Four years have now passed since 25 May 2018, the date of entry into force of the General Data Protection Regulation (GDPR), a European regulation defined to protect the personal data of European citizens. A couple of years earlier the United States of America had introduced the Privacy Shield (“privacy shield”) to allow the exchange of personal data between the EU and the USA, certifying a treatment in line with what is defined in the GDPR.
In 2015, before the GDPR entered into force, Maximillian Schrems, an Austrian lawyer and privacy activist, raised before the Court of Justice of the European Union the failure of non-EU countries to protect the personal data of European citizens . The Court of Justice of the European Union, (CJEU) ruled on 16 July 2020. We allude to the sentence Schrems II: the Privacy Shield has been invalidated as a tool for transferring data from the EU to the US. The reason is that it does not sufficiently protect the data of European citizens. Consequently, the American system could not yet be considered aligned with the European one.
In particular, with the Privacy Shield, the US authorities did not respect the access and use of data (especially related to interceptions) transferred from the EU to the US. The tool was considered too invasive. The principles of proportionality and data minimization were not respected. Nor was there provision for an independent and impartial appeal mechanism.
European companies have therefore found themselves disoriented in the face of this change and in the need to stop sending data to the USA or to use what are called Standard Contractual Terms (SCC) to regularize data processing.
The need to align European and American legal systems sees a first step forward on 7 October.

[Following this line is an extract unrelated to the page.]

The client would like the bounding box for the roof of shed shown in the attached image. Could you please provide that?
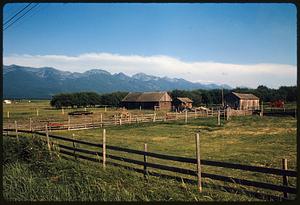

US President Joe Biden signs the Executive Order, implementing the agreement made with European Commission President Ursula von der Leyen in March 2022 on the simplified restoration of the flow of personal data from the EU to the US, through the introduction of a “Privacy Shield 2.0”. The future “Privacy Shield 2.0” should, therefore, restrict access to EU data by US intelligence services and establish a data protection review tribunal.
Let us therefore try to deepen the innovations introduced by the recent Executive Order.
The first change concerns the intelligence activities Americans that will have to be limited to what, following in-depth analysis, actually results necessary. Furthermore, the principle of proportionality between the guarantee of national security and the fundamental rights and freedoms of natural persons. The attempt to introduce small improvements regarding respect for privacy in the American legal system is certainly to be appreciated; in the past, intelligence services could process the personal data of European citizens simply when they deemed it “reasonable”. On the other hand, however, it will be necessary to better understand how the new limits will be implemented and respected in the future.
The second important change concerns the establishment of a judicial appeal system to which European citizens have recourse and from which they can obtain a binding, independent and impartial remedy. The first level is represented by the Civil Liberties Protection Officer (CLPO) who, following an investigation, defines the actions to remedy the damage; the decision of the CLPO can also be appealed to the Data Protection Review Court (DPRC) – the second level – composed of three independent judges.
In the days following the signing of the Executive Order, considerable doubts emerged about the independence of both the CLPO, as it reports directly to the Director of National Intelligence, and the DPRC, as the judges are appointed by a government body. To tell the truth, in the case of the DPRC there are guarantees similar to those which guarantee the independence of our Authorities (e.g. irremovability of judges).
We must also consider that the Privacy Shield it was canceled as American laws were not comparable to European ones. Many industry experts are these days wondering how an executive order, not being a law and consequently not being able to amend the laws, will be able to resolve the misalignment. NOYB, the association founded by Maximillian Schrems, deems it unlikely that the signed Executive Order will bring American discipline closer to the European one.
The next step will be taken by the European Commission, which will soon have to produce an adequacy report on the US legal system. The draft of the report will then be shared with the European Data Protection Board (EDPB) and with a committee made up of Member States. However, both the opinions of the EDPB and the Member States will not be binding.
In the event of a positive final opinion from the Commission, the data of European citizens will once again circulate freely towards those who have been certified as “Qualifying States”, i.e. countries or regional organizations that have demonstrated adequate laws in the conduct of intelligence activities, which allow the transfer of personal information for commercial purposes and which promote the national interests of the United States.
In the event of a negative opinion, however, companies that export data to the USA will continue to use the Standard Contractual Clauses (SCC) as the only possibility.
European and American companies are therefore awaiting the opinion of the European Commission today, which should arrive by the end of the year. The attempt to harmonize the American legal system with the European one in terms of privacy was appreciated. In fact, it introduces concepts of necessity of treatment, minimization, proportionality, possibility of recourse. Yet the fear is that all this may once again not be enough and even lead to a case Schrems III.